Tuesday, April 17, 2012

Damsel in Distress.

I have money woes.

And boy woes.

And other general woes which make me weepy and tired and just plain exhausted from all the thinking, over thinking and fretting.

I am literally the poorest I have ever been in a very long time. All of our hours have been slashed at the store, we've been told not to take it personally, but I cannot understand why I am working these crap 12 hour work weeks. I make enough money to eat. Pay my rent. Go to the movies.That's about it.

I do not like living paycheck to paycheck. It's the worse feeling in the world. I am very responsible with my money. I never buy things just because i want them  (except for the occasional cheap cd/dvd) and even then I don't have enough money to cover basic necessities.

I've been at the store for 3 years. I don't think I should have to fight for decent hours. I feel like I am being punished because occasionally i talk to much to Kat or disappear with Sean for an unseen amount of time.
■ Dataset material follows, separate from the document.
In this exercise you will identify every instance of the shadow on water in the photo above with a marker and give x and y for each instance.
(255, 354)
But when I am there I get my work done, I put a smile on my face, I put in a little bit of an effort.

Yesterday, I almost came to tears when I walked into the break room and there was Evil Manager giving an orientation to some new chick. Excuse me? Wtf? For some one who spends the morning or evening shifts emphasizing the lack of hours at the store, why would you bring in a new person. Sure we've lost a few people since January. But I don't understand why she wouldn't just spread out the available hours to the people already there. Instead of hiring someone new.

And I admit, I've been slacking on the job search (which makes my lack of hours at the store even more frustrating. Cause i have the time to actually look for a new job). But I am at a point where I am depleted by the search. I've been staring at the puzzle, mystery for too long and I just need to step back for a while so I can attack it with vigor and enthusiasm again. But with my money situation I don't have time to take a step back and see what I am doing wrong. I have to continue despite my lack of interest in doing so. This has me frustrated to no end.

On the boy front...well, I don't see him that often (because of my hours) but when I do, I am completely and utterly smitten with him to the point where I hate what he is doing to me. I think about him all the time. How can I not when there is so much flirting and touching and eye ogling when we are together. Last weekend, we got away with spending our whole shift together. When I kept trying to look busy he'd ask me to stay with him for a while. For no reason. Just so I'd be near him. And like a chick in lurve, I stayed.

During one of our conversations he was struggling to remember something 'important' that he wanted to tell me. He was doing that 'i had something on the tip of my tongue to say to you, but now i can't remember'. After awhile I told him it probably wasn't anything important and that it would come back to him in time. He turned to me and said 'but it was something really funny to make you laugh. I thought of it specifically because I'd knew it'd me you laugh. I like when you do'.

At this point I don't even care what head he is thinking with. I like him. I like him a lot. I want to smooch and hold him and have him be my boy. I want him to think of ways every day to make me giggle. I want him to think of me when he doesn't have to. Clearly there is a huge roadblock in that department and it leaves me sad and depressed about the whole situation. While he has a girlfriend NOTHING will come of this attraction. And I feel like I am cutting myself short by investing all my energy on a boy I can't have. But in all honesty, i have thrown rationale aside when it comes to him. I am clearly being ruled by my emotion rather than my head.

I feel consumed by life lately. I am stressed about by so many different facets of living in new york, wanting financial stability, wanting a relationship with a certain boy that i at a standstill. I don't know what direction to take. I don't know what comes next. I don't know how to get what i need (a new job, more money) and I'm not sure if what i want is good for me (Sean) despite the insane physical attraction.

And sometimes I wish someone else could just take the reigns on all the issues that are piling up. I wish someone could tell me what to do with the boy and the job situation and the money woes. Head under covers, I would listen intently to anyone that could for a moment bear the weight of this incredible sense of dread cause I don't have a clue on what to do.

I know there are things I can control. I can control the number of applications I send out. I can write more. dance more. take more pictures. I can ask my mom for financial help.I can inquire about my lack of hours. I can stop touching Sean in the break room. janitors closet. and in the aisle. I can Control these things.

But it is the things I can't control that make me feel distressed. and helpless and eager for someone else to think for me. I can't control getting a new job. I can't control the lack of hours the store apparently has to give. I can't control feeling depressed even after a good dance.I can't control my feelings for Sean. I can't control the feeling I get when he sees me unexpectedly and seems generally happy to have me around. Like my face is a break from reality.

Ugh. I am a damsel in distress. And I don't even have a  knight to save me from all the heartache it is causing.

1 comment:

Alice in Wonderland said...

Financial instability sucks hard. Boy crushes suck hard too. Sounds like things can only get better for you from this point!